Coming March 16 from Samhain Publishing.

I repeat that each time because all the marketers say repetition is necessary. 🙂

I’ve been thinking about the story and how I sometimes stumble when trying to describe it. Yes, it’s erotica and I’m not shy about that but I also think that, deep down, it’s a story of faith: faith in whatever one calls higher powers and faith in each other.

I’ve been choosing bits and pieces that might make some sense out of context and also have the flavor of the story.

Here’s a little bit of Sif with Gunnhilda, the priestess of sorts for the tribe.


“Some say that Ragnor’s reluctance to kill Leif makes him weak.” Was Gunnhilda one of those?

“Then they are looking for an excuse, something to complain about,” Gunnhilda said sharply. “I didn’t think Ragnor would be a good leader, but he is.
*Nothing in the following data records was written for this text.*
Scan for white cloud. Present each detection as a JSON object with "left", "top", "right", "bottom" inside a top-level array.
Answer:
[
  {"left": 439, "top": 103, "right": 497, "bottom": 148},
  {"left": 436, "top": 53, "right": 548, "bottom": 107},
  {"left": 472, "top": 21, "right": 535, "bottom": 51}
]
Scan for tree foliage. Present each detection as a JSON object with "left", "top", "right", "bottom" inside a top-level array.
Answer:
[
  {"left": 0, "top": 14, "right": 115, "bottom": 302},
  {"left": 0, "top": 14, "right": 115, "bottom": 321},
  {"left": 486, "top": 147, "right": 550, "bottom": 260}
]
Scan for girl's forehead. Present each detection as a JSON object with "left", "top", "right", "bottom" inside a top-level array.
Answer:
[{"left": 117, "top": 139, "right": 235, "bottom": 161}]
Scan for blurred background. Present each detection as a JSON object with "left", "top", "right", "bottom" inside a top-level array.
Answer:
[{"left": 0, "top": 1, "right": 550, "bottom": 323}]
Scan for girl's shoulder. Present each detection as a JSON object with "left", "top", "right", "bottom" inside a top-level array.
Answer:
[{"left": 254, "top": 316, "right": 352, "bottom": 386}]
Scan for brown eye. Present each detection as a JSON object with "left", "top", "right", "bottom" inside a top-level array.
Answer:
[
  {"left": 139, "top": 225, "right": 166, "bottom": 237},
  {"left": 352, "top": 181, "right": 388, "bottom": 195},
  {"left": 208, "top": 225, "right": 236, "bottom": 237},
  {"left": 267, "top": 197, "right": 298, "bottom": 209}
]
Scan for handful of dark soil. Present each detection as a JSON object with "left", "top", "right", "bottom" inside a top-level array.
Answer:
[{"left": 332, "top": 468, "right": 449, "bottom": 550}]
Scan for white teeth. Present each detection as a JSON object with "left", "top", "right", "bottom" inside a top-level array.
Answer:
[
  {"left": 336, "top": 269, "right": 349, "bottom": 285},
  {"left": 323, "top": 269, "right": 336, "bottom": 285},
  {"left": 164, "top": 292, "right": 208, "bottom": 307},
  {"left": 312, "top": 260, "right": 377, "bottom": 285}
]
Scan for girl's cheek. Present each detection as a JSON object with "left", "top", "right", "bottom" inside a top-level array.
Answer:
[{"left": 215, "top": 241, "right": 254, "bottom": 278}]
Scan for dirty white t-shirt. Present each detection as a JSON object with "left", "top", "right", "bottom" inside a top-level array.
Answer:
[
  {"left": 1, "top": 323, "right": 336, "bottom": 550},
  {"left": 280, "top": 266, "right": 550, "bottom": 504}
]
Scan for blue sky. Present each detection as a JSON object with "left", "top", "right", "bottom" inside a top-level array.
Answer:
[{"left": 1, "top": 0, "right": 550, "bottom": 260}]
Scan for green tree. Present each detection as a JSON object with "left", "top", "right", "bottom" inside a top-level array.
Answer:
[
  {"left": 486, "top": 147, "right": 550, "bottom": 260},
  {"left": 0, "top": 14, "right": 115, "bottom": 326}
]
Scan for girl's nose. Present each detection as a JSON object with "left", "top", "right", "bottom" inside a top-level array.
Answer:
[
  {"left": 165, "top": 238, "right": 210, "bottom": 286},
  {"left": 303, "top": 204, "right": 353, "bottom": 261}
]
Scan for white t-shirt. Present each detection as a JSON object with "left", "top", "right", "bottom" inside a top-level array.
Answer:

It was a miracle how he managed to get us all here in winter, then set up the village during the time we were in the caves. But even he has limits. There’s been too much bad luck.”

“I think Freya is showing me a way,” Sif said. “I fear I will have to do more than plant squash, however. Plant something else, I think. Or be planted.”

Gunnhilda snorted. “It’s good you married Ragnor. You and Gerhard would have killed each other by now. Too much bluntness in both of you.” She sighed. “What other signs have you seen, besides Mykle and the others, and the cougar that saved Ragnor?”

Sif told of her discovery of the spring, of leading Ragnor to it and the appearance of the three cats after their lovemaking.

“Three?” Gunnhilda dropped the rake.

Sif nodded.

“That is…”


“Three. That is a new number for Freya. You must worship there again, as you did with Ragnor. But when you go back, there must be three of you.”

Sif paled. Confirmation of her own fear. “You think I should do what Bera did?”

Gunnhilda shook her head. “Freya asks for a sacrifice, not wantonness. It must be as a ritual before the goddess.”